Grand spectacle, maigres résultats? 

Depuis l’ouverture du procès avec forte publicité, rien ne s’est passé. Les audiences ont été successivement reportées. Une fois, Viktor Ianoukovitch n’est pas arrivé à se connecter pour une vidéoconférence depuis le tribunal de Rostov-sur-le-Don, en Russie. Une autre fois, c’est son avocat qui a perdu la voix. Le procès est ajourné jusqu’au 16 juin. Il promet de s’étaler sur plus d’un an. Quelqu’en soit l’issue, peu sont ceux qui croient que justice sera pleinement rendue: Viktor Ianoukovitch est officiellement placé sous la protection des autorités russes. Il ne craint pas une éventuelle extradition, ni d’être arrêté ou emprisonné.
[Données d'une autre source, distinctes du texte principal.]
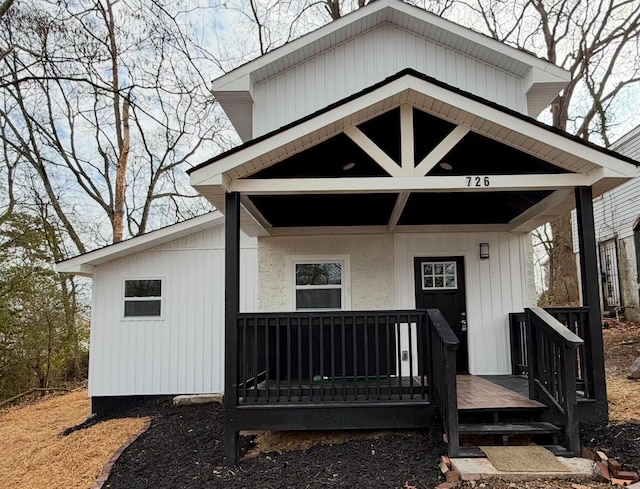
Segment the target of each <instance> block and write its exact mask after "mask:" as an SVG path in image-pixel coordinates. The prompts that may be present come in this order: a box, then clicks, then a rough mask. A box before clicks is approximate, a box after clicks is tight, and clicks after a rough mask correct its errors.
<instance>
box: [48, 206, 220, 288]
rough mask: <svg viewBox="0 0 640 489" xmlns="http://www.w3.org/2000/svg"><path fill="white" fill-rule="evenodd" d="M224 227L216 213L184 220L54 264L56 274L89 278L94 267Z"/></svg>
mask: <svg viewBox="0 0 640 489" xmlns="http://www.w3.org/2000/svg"><path fill="white" fill-rule="evenodd" d="M222 224H224V216H223V215H222V213H221V212H219V211H213V212H209V213H207V214H203V215H201V216H197V217H194V218H191V219H187V220H186V221H182V222H178V223H176V224H171V225H169V226H165V227H163V228H160V229H156V230H154V231H150V232H148V233H145V234H141V235H139V236H135V237H133V238H130V239H127V240H124V241H120V242H119V243H113V244H110V245H107V246H103V247H102V248H98V249H96V250H92V251H88V252H86V253H83V254H82V255H78V256H74V257H72V258H69V259H67V260H62V261H59V262H57V263H56V265H55V266H56V271H57V272H61V273H73V274H76V275H83V276H85V277H92V276H93V272H94V269H95V267H96V266H97V265H101V264H103V263H108V262H110V261H112V260H116V259H118V258H124V257H125V256H129V255H133V254H135V253H139V252H141V251H144V250H148V249H150V248H154V247H156V246H160V245H161V244H164V243H168V242H170V241H173V240H176V239H180V238H183V237H185V236H189V235H191V234H194V233H197V232H199V231H204V230H205V229H209V228H211V227H214V226H220V225H222Z"/></svg>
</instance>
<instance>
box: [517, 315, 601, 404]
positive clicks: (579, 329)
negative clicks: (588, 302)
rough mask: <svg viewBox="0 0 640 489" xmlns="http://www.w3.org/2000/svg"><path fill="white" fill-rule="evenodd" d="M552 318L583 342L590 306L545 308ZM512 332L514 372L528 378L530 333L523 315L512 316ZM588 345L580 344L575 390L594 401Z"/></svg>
mask: <svg viewBox="0 0 640 489" xmlns="http://www.w3.org/2000/svg"><path fill="white" fill-rule="evenodd" d="M544 310H545V311H547V312H548V313H549V314H551V316H553V317H554V318H555V319H557V320H558V321H559V322H560V323H562V324H563V325H564V326H565V327H566V328H568V329H569V330H570V331H571V332H572V333H574V334H575V335H577V336H579V337H580V338H582V339H584V338H587V337H588V336H587V335H586V328H588V324H589V323H588V321H589V308H588V307H553V308H545V309H544ZM509 333H510V338H511V373H512V374H514V375H527V372H528V364H527V348H528V346H527V334H526V327H525V319H524V312H516V313H511V314H509ZM588 347H589V345H580V346H579V347H578V350H577V352H576V353H577V357H576V389H577V390H578V391H579V392H581V393H582V394H583V396H584V397H585V398H586V399H593V398H594V389H593V385H592V380H591V376H590V372H591V369H590V367H591V365H590V362H591V357H590V356H589V355H587V352H586V350H585V349H586V348H588Z"/></svg>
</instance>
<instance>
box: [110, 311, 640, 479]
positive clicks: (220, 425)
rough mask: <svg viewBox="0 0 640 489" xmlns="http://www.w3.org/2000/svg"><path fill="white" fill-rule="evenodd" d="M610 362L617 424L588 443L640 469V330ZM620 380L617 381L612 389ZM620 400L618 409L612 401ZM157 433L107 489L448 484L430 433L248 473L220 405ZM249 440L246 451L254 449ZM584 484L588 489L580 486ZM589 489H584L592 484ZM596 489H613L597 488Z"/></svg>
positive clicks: (304, 459) (322, 445)
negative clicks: (228, 440) (633, 375)
mask: <svg viewBox="0 0 640 489" xmlns="http://www.w3.org/2000/svg"><path fill="white" fill-rule="evenodd" d="M604 336H605V357H606V363H607V377H608V380H609V386H610V406H611V408H610V411H611V418H612V421H611V422H610V423H608V424H607V425H606V426H602V425H590V426H582V427H581V437H582V442H583V444H584V445H586V446H592V447H598V448H600V449H602V450H604V451H605V453H607V454H608V455H609V456H610V457H615V458H617V459H618V460H619V461H620V462H621V463H622V464H623V467H624V469H626V470H636V471H637V470H640V396H636V395H635V393H636V389H638V388H640V381H636V382H633V381H627V380H626V378H625V375H624V374H625V369H626V368H627V367H628V366H629V365H630V363H631V361H632V360H633V358H635V357H636V356H638V355H640V351H638V347H639V346H640V328H639V327H638V326H637V325H633V324H629V323H626V324H625V323H615V324H612V325H611V329H609V330H607V331H605V334H604ZM612 380H615V382H612ZM611 401H612V402H611ZM138 415H153V422H152V425H151V428H150V429H149V430H148V431H147V432H146V433H144V434H143V435H142V436H140V438H138V439H137V440H136V441H135V442H134V443H133V444H132V445H131V446H130V447H129V448H127V450H125V452H124V453H123V454H122V456H121V457H120V458H119V459H118V461H117V463H116V464H115V465H114V468H113V470H112V472H111V475H110V477H109V479H108V480H107V482H106V484H105V486H104V487H105V488H111V489H120V488H127V489H129V488H132V487H135V488H136V489H144V488H156V489H164V488H172V489H173V488H176V487H181V488H182V487H184V488H190V489H191V488H194V489H195V488H203V487H207V488H252V489H262V488H289V487H291V488H294V487H295V488H296V489H299V488H326V487H331V488H334V487H357V488H360V487H362V488H401V489H413V488H415V489H417V488H434V487H435V486H437V485H438V484H439V483H440V482H442V481H443V479H442V475H441V473H440V470H439V469H438V463H437V462H438V459H439V457H440V455H442V454H444V452H445V447H444V445H443V444H442V443H438V442H435V441H432V440H429V438H428V436H427V435H426V434H425V433H420V432H404V433H395V434H387V435H385V436H380V437H377V438H372V439H361V438H359V437H355V438H354V439H353V438H349V437H345V441H344V442H342V443H340V442H336V443H334V444H332V445H314V446H310V447H309V446H304V447H302V448H301V449H300V450H297V451H288V452H286V453H276V452H271V453H260V454H258V455H257V456H252V457H247V458H244V459H242V460H241V462H240V464H239V466H238V467H235V468H233V469H227V468H224V467H223V466H222V412H221V409H220V408H219V407H217V406H215V405H206V406H195V407H179V408H177V407H172V406H164V407H162V408H160V409H159V410H156V411H153V412H151V411H147V412H140V413H138ZM252 440H253V438H252V437H250V436H246V437H241V454H247V453H249V452H254V451H255V450H252V448H255V447H254V446H253V443H252ZM474 487H475V488H478V487H486V488H488V489H518V488H521V489H524V488H527V489H548V488H557V489H560V488H562V489H572V488H575V487H576V486H575V485H574V483H573V482H571V481H541V480H540V481H528V482H521V483H516V484H514V483H509V482H504V481H499V480H494V481H483V482H482V483H480V482H479V483H477V484H470V483H462V484H461V485H460V488H461V489H467V488H474ZM578 487H580V486H578ZM583 487H584V486H583ZM588 487H591V488H606V487H611V486H610V485H607V484H598V483H595V482H591V483H589V484H588Z"/></svg>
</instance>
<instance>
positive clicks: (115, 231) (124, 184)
mask: <svg viewBox="0 0 640 489" xmlns="http://www.w3.org/2000/svg"><path fill="white" fill-rule="evenodd" d="M122 129H123V131H122V149H121V151H120V157H119V158H118V166H117V168H116V191H115V202H114V209H113V223H112V224H113V242H114V243H117V242H118V241H122V234H123V230H124V201H125V198H126V188H127V180H126V173H127V160H128V159H129V148H130V136H129V101H128V99H126V98H125V100H124V104H123V107H122Z"/></svg>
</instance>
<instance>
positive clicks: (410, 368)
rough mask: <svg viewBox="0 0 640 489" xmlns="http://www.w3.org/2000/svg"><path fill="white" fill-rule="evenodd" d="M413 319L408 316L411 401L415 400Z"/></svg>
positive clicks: (409, 360)
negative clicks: (412, 331) (414, 392)
mask: <svg viewBox="0 0 640 489" xmlns="http://www.w3.org/2000/svg"><path fill="white" fill-rule="evenodd" d="M411 319H412V318H411V317H409V316H407V326H408V328H407V329H408V331H409V399H411V400H413V342H412V341H411V337H412V336H413V335H412V334H411V329H412V326H413V324H412V323H411Z"/></svg>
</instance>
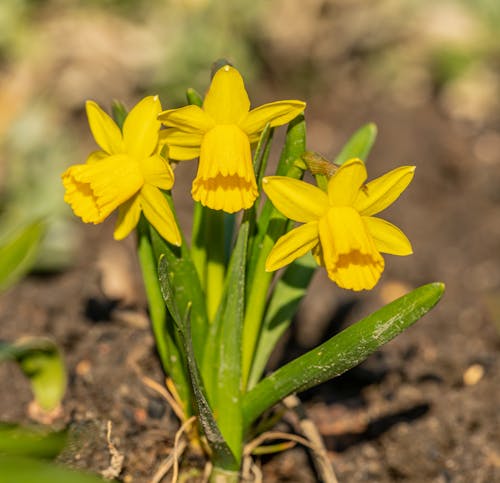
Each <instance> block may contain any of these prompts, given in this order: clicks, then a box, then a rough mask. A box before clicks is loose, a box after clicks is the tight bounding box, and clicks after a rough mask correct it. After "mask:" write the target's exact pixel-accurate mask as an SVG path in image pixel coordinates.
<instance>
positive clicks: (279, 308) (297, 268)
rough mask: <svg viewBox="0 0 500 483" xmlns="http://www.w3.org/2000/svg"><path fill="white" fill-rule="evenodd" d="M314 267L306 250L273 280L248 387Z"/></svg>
mask: <svg viewBox="0 0 500 483" xmlns="http://www.w3.org/2000/svg"><path fill="white" fill-rule="evenodd" d="M316 268H317V264H316V262H315V260H314V257H313V256H312V255H311V253H308V254H307V255H304V256H303V257H301V258H299V259H298V260H295V261H294V262H293V263H292V264H290V265H289V266H288V267H287V268H286V270H285V272H284V274H283V276H282V277H281V278H280V279H279V280H278V282H277V283H276V286H275V287H274V290H273V293H272V295H271V300H270V301H269V305H268V307H267V309H266V313H265V317H264V322H263V324H262V330H261V334H260V337H259V343H258V346H257V349H256V351H255V356H254V360H253V365H252V371H251V373H250V378H249V383H248V388H249V389H251V388H252V387H254V386H255V385H256V384H257V382H258V380H259V379H260V377H261V376H262V372H263V371H264V368H265V366H266V364H267V361H268V360H269V356H270V355H271V353H272V351H273V349H274V347H275V346H276V344H277V342H278V340H279V339H280V338H281V336H282V335H283V334H284V332H285V331H286V330H287V329H288V327H289V326H290V323H291V322H292V318H293V316H294V315H295V314H296V313H297V307H298V306H299V304H300V302H301V301H302V298H303V297H304V295H305V294H306V290H307V287H308V286H309V282H310V281H311V279H312V276H313V274H314V271H315V270H316Z"/></svg>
Selon les renseignements disponibles, il n’habite pas à Rostov. Il n’apparaît que pour les besoins de la représentation en exil dans cette ville à quelques encablure de son Donbass natal. Il habiterait une villa du prestigieux quartier de Roublievka, dans la banlieue de Moscou. Officiellement séparé de sa femme, il résiderait avec Lioubov Polejay, déjà sa maîtresse du temps de Mejyhiria. Malgré la perte de l’un de ses fils, Viktor junior, dans un accident de voiture sur le lac Baïkal en mars 2015, l’exil ne semble pas particulièrement difficile à vivre. Il convient néanmoins de noter qu’il n’a jamais été aperçu en tête-à-tête avec Vladimir Poutine depuis sa fuite. Une manière indirecte de traduire le mépris que le chef du Kremlin lui avait toujours démontré, et qui a du être exacerbé par de son abandon de poste.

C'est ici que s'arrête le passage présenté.